Posted by: EP at Dec 31, 2008 10:18:46 AM
"Does the GMU Econ program interact much with the Social Complexity program at GMU's Krasnow Institute? I would think the faculty of the two departments could produce a lot of interesting research along the IA topic."
There is some interaction but not enough yet. Richard Wagner and Rob Axtell, along with a number of graduate students, have helped to bridge the two departments. Look for more crossover in the coming years. I have been trying to get the Austrians and the complexity folks to see each others viewpoints, and there are a number of other heterodox-complexity economists who interact with both camps.
Posted by: liberty at Dec 31, 2008 12:37:09 PM
Prof. Tabarrok a comparison of experiments with human vs artificial agents was done in the paper by Gode and Sunder (1993) JPE that I mentioned previously. This was within the context of double auctions. The artificial agents behave as humans when they are constrained. True few work like this has been done since. In CeNDEF experiments with human subjects on expectations are been developed in order to provide artificial agents with more credible expectations rules.
The idea that is around these days is about doing hybrid experiments at the same time with humans and agents, and even in far away countries or cultures I must say.
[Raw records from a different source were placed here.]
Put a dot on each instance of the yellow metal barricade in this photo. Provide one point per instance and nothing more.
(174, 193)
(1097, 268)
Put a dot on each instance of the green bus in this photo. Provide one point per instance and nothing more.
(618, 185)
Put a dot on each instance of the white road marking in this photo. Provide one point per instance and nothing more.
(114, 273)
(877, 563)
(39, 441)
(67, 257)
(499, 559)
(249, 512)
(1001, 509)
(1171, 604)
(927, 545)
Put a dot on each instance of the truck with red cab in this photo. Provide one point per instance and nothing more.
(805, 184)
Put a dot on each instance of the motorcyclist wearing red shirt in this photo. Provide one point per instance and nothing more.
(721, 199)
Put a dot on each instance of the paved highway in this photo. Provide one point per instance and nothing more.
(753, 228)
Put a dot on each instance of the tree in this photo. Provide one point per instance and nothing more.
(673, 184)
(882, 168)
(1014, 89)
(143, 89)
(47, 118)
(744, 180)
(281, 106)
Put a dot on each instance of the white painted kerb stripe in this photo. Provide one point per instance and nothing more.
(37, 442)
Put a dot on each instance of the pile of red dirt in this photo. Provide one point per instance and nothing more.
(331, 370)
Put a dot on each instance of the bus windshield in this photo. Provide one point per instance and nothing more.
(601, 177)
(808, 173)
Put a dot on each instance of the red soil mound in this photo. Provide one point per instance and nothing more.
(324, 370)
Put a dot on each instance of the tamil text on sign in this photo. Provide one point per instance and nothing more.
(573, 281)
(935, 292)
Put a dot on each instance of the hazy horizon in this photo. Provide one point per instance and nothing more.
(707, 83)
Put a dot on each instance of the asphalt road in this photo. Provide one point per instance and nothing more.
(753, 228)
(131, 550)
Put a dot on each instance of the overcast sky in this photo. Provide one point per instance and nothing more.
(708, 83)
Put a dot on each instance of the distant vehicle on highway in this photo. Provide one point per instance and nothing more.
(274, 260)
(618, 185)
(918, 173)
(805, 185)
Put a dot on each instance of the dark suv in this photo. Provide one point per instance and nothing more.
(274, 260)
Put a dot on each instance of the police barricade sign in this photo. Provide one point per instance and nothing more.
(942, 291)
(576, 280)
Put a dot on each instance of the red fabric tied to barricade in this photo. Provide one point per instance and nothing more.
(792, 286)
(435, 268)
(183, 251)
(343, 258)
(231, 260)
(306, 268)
Nobody within the complexity/ABM community would deny that if your research question is answered with standard tools you should use them. What they emphasize is that boundedly rational agents purposively acting do not fit conventional modelling tools. Emergence or evolving market structures cannot be understood either with those tools. SO if you care about time in economics, capital heterogeneity, disequilibrium, fat tails and price volatility, you should be paying attention to these unorthodox tools.
HAPPY NEW YEAR!
Posted by: Pedro P Romero at Dec 31, 2008 12:44:09 PM
DEAR JSK,
IA is also getting popular in REAL scientific fields such as biology, physics, chemistry, etc.
Analytical intelligence in economics is something akin to cornering the market on 1950's mathematics
Keep perfecting that buggy whip---
I prefer Economics 2.0
Posted by: jsk2.0 at Jan 1, 2009 12:32:07 AM
this is an interesting discussion. however, it looks like all the intelligent agents are busy playing chess in the next thread, so i wouldn't expect much to get done here.